I sigh.  “It’s not that.”
“Then what?  You’ve dated two really nice guys since I’ve known you and you dropped them both.  Now Larry’s dying to take you out and you’re ignoring him.”
“I just don’t feel the magic, Max.  There’s something missing.”  My turkey sandwich suddenly tastes flat.  How can I explain?  I don’t even understand it myself.
“You spend too much time reading about the past.”  Maxine looks pointedly at the book lying beside me on the table.  It’s a historical novel set in medieval England.
“Get with the 21st century.  There are no knights in shining armor anymore.  And you should change your hairstyle.  Let it loose!”
I poke at my pale, swept up hair, tucking in a few wisps.  “You may as well give up on me, Max.  I’m the quintessential spinster librarian.”
Maxine shakes her head in exasperation.  She crumples her lunch bag and tosses it in the trash.   “But you don’t have to be.  Take my advice: go out with Larry before he gives up and moves on.”
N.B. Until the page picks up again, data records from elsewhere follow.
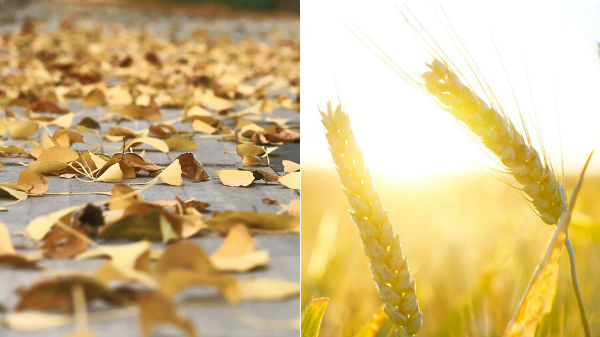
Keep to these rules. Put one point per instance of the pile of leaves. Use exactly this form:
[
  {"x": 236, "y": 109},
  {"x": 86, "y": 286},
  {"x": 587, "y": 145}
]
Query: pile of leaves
[{"x": 65, "y": 97}]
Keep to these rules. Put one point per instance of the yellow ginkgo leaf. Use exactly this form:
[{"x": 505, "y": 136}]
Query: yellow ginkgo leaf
[
  {"x": 290, "y": 166},
  {"x": 171, "y": 175},
  {"x": 154, "y": 142},
  {"x": 64, "y": 121},
  {"x": 203, "y": 127},
  {"x": 22, "y": 129},
  {"x": 236, "y": 178}
]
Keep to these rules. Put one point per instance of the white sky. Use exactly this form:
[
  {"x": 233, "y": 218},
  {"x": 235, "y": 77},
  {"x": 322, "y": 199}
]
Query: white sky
[{"x": 403, "y": 132}]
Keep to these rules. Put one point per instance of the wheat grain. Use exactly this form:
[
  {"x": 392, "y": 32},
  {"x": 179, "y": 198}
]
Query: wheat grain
[
  {"x": 382, "y": 246},
  {"x": 500, "y": 136}
]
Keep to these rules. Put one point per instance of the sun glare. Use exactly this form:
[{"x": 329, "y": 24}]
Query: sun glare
[{"x": 544, "y": 61}]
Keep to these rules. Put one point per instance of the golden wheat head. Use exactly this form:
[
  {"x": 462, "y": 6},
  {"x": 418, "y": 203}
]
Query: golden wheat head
[
  {"x": 501, "y": 137},
  {"x": 382, "y": 246}
]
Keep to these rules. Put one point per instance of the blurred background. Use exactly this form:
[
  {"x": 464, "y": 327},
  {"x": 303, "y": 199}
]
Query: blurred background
[{"x": 472, "y": 239}]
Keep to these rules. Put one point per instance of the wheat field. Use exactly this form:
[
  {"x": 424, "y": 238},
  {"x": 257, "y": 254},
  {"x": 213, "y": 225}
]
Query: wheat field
[{"x": 472, "y": 243}]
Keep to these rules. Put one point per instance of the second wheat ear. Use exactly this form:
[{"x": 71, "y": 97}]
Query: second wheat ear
[
  {"x": 500, "y": 136},
  {"x": 381, "y": 244}
]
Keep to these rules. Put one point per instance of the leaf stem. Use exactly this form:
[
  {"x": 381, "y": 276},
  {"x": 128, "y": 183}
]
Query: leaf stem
[{"x": 575, "y": 282}]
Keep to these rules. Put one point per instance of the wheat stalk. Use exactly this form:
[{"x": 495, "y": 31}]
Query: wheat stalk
[
  {"x": 501, "y": 137},
  {"x": 382, "y": 246}
]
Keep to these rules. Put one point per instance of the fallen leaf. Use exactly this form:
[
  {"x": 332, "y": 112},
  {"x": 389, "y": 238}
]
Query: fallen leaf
[
  {"x": 60, "y": 243},
  {"x": 112, "y": 175},
  {"x": 235, "y": 178},
  {"x": 154, "y": 142},
  {"x": 185, "y": 264},
  {"x": 239, "y": 252},
  {"x": 32, "y": 182},
  {"x": 270, "y": 201},
  {"x": 22, "y": 129},
  {"x": 11, "y": 191},
  {"x": 94, "y": 98}
]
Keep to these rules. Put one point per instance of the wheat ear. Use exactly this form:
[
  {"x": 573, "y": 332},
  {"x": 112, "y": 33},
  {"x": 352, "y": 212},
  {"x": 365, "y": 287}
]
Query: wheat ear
[
  {"x": 501, "y": 137},
  {"x": 382, "y": 246}
]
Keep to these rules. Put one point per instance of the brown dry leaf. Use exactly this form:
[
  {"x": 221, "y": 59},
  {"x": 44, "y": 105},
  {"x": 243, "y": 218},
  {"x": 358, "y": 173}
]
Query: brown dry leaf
[
  {"x": 113, "y": 174},
  {"x": 291, "y": 180},
  {"x": 60, "y": 243},
  {"x": 270, "y": 201},
  {"x": 64, "y": 121},
  {"x": 154, "y": 142},
  {"x": 278, "y": 134},
  {"x": 289, "y": 166},
  {"x": 162, "y": 131},
  {"x": 47, "y": 106},
  {"x": 184, "y": 264},
  {"x": 171, "y": 175},
  {"x": 156, "y": 309},
  {"x": 47, "y": 166},
  {"x": 239, "y": 252},
  {"x": 11, "y": 191},
  {"x": 94, "y": 98},
  {"x": 235, "y": 178},
  {"x": 203, "y": 127},
  {"x": 249, "y": 150},
  {"x": 22, "y": 129},
  {"x": 32, "y": 182},
  {"x": 255, "y": 221},
  {"x": 55, "y": 294},
  {"x": 197, "y": 111},
  {"x": 262, "y": 289},
  {"x": 12, "y": 151},
  {"x": 248, "y": 160},
  {"x": 191, "y": 168},
  {"x": 120, "y": 96},
  {"x": 178, "y": 143}
]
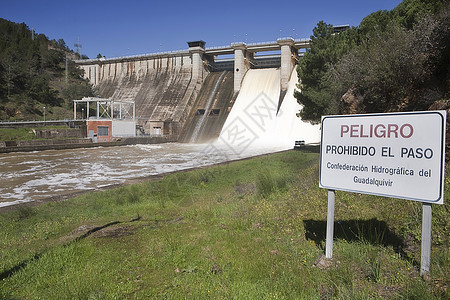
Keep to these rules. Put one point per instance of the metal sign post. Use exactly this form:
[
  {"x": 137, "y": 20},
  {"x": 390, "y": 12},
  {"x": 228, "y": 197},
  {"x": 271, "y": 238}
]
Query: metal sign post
[
  {"x": 330, "y": 224},
  {"x": 426, "y": 239},
  {"x": 400, "y": 155}
]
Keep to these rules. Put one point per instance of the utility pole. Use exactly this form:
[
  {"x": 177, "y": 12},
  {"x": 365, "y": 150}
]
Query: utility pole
[
  {"x": 78, "y": 46},
  {"x": 67, "y": 70}
]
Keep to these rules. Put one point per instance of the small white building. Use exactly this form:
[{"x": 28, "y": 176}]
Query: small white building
[{"x": 106, "y": 119}]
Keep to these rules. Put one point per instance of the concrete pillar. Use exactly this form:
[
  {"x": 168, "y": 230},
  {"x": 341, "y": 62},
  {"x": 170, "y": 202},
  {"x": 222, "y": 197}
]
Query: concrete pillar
[
  {"x": 288, "y": 54},
  {"x": 241, "y": 64},
  {"x": 197, "y": 49}
]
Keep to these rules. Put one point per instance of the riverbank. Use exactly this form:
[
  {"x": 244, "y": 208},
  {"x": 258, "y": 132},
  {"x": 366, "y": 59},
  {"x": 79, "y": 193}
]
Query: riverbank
[{"x": 248, "y": 229}]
“Maybe,” I say, but I know I won’t.
Do you long for something unknown?  Longing is a mournful dove that forever flutters out of reach.  Her feathers are fashioned from lost hopes and forgotten dreams.  These the Pocket Man gathers as they fall, weaving them into new beginnings, and tucks them into his cape.  There they wait, shimmering faintly in the dark folds, till the right person comes along and sets them free again.
           
            All week the key lies in a small scalloped dish on my dresser, totally incongruous with the delicate porcelain.  I should throw it out.  Maxine is right.  I live in a dream world, waiting for the magic door to open.  I know there are no such doors, no fairy tale princes, but time and again when I reach out to pick up the key and toss it in the trash I can’t bring myself to do it.
            And then I start seeing keyholes everywhere I go.  I see them in knotty tree trunks, in public restrooms, in picture frames.  Tiny slits, large cracks, round or ragged or only vague outlines, they appear like magic in floor boards and ceilings and in the backs of chairs at the movie theater.  I find myself staring at people’s briefcases, grandfather clocks, car doors, post office boxes, dresser drawers, wind-up toys.  I dream about them.  Over and over I fit the key inside a keyhole, breathless with anticipation, and then wake up before the lock turns.  It’s driving me nuts.  I’ve got to get rid of the key.
            On Saturday morning during story hour the Ross children are full of talk about the Pocket Man.  But their parents have forbidden them to look for him again.
            “Will you find him, Miss Hazel?  Tell him to come to the library so we can all have more presents.”
            I smile and change the subject.  “Today we’re reading about a platypus named Alvin.  Does anyone know what a platypus is?”
             When I get home I go straight to my dresser and get the key, fastening it to a cord around my neck.  I’ll walk downtown and throw it in the dumpster behind the grocery store.  That way I won’t be able to retrieve it.  I feel relieved.  It will soon be over and I can get back to normal.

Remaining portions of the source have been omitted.